Over the last couple of years, several mainstream financial entities, such as banks, hedge funds, and others, have entered the crypto bandwagon via Bitcoin (BTC), while 2021 has seen an increasing number of these companies exploring the realm of digital assets using Polkadot (DOT).
In this regard, a report by blockchain analytics firm Messari revealed that 21 of the world’s 53 most prominent fund managers actively invested in Polkadot (DOT) last year, making it one of the most sought-after assets, followed by other DeFi/alt tokens such as Near Protocol (NEAR), Terra (LUNA).
One of the core reasons behind Polkadot’s growing dominance is the fact that the platform lays a high degree of importance on cross-chain interoperability, an aspect of crypto-tech that most experts believe will continue to define the future of the crypto ecosystem.
In terms of Polkadot’s native operational design, the project makes use of a unique concept referred to as Parachains, which allows it to support multiple layer-1 blockchains running in conjunction with its central chain.
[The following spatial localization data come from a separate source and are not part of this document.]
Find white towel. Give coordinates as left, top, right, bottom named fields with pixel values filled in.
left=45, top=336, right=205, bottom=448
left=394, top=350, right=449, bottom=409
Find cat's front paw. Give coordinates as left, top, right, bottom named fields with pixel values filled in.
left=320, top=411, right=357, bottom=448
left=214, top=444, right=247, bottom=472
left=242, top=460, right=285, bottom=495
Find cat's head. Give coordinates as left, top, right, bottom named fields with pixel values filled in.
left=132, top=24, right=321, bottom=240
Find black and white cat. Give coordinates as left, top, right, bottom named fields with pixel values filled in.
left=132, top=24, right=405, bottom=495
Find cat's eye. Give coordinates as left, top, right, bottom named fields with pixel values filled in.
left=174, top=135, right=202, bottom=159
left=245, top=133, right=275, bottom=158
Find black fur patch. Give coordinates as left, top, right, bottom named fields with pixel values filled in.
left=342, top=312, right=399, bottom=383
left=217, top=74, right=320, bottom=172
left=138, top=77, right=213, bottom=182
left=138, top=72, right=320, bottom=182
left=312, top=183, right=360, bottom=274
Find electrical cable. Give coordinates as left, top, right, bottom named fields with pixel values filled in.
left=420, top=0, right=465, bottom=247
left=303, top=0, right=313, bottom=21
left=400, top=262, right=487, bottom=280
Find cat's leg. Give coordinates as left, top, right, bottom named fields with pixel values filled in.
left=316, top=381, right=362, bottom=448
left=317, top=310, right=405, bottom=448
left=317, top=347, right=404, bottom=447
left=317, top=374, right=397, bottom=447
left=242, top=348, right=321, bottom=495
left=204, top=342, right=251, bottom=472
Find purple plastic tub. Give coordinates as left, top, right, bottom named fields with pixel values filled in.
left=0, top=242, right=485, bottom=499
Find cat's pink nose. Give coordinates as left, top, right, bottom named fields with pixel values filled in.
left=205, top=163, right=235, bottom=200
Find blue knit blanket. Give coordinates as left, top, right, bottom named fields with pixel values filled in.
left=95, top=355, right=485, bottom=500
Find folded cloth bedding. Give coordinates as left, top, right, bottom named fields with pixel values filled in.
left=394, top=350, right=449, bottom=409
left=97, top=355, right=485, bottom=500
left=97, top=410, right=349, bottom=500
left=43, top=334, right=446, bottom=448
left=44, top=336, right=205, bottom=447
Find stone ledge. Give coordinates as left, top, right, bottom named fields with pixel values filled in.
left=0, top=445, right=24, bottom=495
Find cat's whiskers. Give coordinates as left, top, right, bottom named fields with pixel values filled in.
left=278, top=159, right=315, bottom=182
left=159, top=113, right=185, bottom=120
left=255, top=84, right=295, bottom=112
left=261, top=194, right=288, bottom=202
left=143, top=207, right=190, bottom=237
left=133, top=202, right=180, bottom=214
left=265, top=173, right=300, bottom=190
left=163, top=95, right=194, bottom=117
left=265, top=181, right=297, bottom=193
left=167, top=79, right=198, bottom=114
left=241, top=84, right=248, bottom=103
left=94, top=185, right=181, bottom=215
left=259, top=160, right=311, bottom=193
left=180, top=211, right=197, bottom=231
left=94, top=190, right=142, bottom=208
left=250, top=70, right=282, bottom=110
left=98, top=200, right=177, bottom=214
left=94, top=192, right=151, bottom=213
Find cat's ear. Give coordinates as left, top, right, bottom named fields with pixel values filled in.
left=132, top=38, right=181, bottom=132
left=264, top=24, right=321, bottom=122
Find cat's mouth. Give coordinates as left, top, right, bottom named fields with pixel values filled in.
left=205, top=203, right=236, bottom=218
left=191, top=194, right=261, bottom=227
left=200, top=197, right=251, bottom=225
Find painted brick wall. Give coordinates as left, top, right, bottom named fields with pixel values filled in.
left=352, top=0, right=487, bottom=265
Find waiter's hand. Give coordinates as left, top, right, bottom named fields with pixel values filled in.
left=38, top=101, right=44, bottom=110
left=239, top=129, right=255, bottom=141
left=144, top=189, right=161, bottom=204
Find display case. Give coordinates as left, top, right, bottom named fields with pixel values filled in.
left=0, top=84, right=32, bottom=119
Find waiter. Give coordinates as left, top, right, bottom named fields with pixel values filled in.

The setup is able to mitigate many of the transactional congestions being faced by prominent projects such as Ethereum, whose gas fee rates have continued to remain quite steep at around $40 on average despite the platform undergoing a number of upgrades over the past year, especially Ethereum Improvement Proposal (EIP) 1559 that was implement along with London hard fork back in August 2021.
Not only that, with the delay in the implementation of Ethereum 2.0, the ecosystem is only able to process around 30 transactions per second (TPS) in its current iteration, which is substantially lower than Polkadot’s current running capacity of 170 TPS.